Business investment in Britain fell in annual terms for the first time in three years in the first quarter amid uncertainty around a vote on the country’s European Union membership.
The Office for National Statistics confirmed the economy slowed in the January-March period, rising by a quarterly 0.4 percent as expected in a poll, and the data showed consumers continued to drive the economy.
The economy grew by 2.0 percent versus a year ago, against expectations that the data would confirm an initial estimate of 2.1 percent annual growth in the first quarter.
Many economists expect growth in the April-June period to slow further.
The Bank of England and the International Monetary Fund have said there have been signs that uncertainty around the June 23 vote has weighed on investment. The BoE has also said commercial property transactions fell 40 percent in the first quarter of this year.

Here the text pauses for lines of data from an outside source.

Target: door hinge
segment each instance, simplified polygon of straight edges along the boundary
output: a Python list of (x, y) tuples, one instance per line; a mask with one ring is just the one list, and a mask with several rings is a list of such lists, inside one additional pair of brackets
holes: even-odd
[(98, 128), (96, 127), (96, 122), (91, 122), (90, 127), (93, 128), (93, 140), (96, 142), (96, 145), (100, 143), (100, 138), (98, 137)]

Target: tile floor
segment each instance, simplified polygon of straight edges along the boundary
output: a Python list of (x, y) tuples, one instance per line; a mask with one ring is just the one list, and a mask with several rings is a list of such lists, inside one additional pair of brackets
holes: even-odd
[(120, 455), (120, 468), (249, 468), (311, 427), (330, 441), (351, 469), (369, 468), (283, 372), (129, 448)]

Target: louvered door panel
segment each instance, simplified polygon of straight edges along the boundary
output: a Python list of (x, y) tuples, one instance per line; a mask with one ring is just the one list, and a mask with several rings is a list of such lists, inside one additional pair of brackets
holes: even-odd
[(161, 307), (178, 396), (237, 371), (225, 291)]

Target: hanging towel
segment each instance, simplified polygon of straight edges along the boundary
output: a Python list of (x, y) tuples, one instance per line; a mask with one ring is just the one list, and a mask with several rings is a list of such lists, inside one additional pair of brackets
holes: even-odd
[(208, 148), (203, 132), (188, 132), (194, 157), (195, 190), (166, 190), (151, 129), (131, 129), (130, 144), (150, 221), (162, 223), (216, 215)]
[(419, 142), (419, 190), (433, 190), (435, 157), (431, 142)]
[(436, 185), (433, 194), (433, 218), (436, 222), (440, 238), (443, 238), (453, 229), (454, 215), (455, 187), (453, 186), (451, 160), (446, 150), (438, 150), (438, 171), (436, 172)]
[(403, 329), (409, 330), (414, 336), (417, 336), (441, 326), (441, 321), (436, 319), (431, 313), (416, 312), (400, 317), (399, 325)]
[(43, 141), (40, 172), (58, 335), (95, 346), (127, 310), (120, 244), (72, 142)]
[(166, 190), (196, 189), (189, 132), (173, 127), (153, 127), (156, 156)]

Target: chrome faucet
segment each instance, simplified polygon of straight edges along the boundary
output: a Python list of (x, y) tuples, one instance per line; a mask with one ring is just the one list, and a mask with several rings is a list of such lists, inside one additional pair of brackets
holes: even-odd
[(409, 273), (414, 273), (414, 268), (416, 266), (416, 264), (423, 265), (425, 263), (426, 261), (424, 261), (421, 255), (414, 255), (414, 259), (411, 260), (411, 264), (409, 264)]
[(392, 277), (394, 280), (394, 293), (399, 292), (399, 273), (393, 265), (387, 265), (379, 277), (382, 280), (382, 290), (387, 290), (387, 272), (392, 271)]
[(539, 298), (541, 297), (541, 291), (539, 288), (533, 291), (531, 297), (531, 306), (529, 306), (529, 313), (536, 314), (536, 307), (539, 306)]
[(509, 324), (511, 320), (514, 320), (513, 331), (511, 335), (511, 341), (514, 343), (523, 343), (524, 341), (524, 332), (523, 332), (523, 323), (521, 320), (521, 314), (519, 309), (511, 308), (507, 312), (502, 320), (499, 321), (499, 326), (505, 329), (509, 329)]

Earlier this month, the heads of 15 major international companies who are major investors in Britain, including GE, Cisco, Mars and Airbus, called for Britain to remain in the EU and future investment decisions could be affected by a decision to leave the bloc’s single market.
The BoE cut its economic growth forecast for this year in May to 2.0 percent from 2.2 percent and it stepped up its warnings on the economic risks of Britain leaving the Union.
The economy grew 2.3 percent in 2015, the ONS said.
BoE Governor Mark Carney has said a vote in favor of an exit from the EU could cause a short recession.
Household spending rose by 0.7 percent in the first quarter, picking up a bit of speed from late last year.
Consumer spending has been the main driver of Britain’s recovery from the financial crisis and policymakers have said they want to see greater investment by businesses to secure a more balanced economy.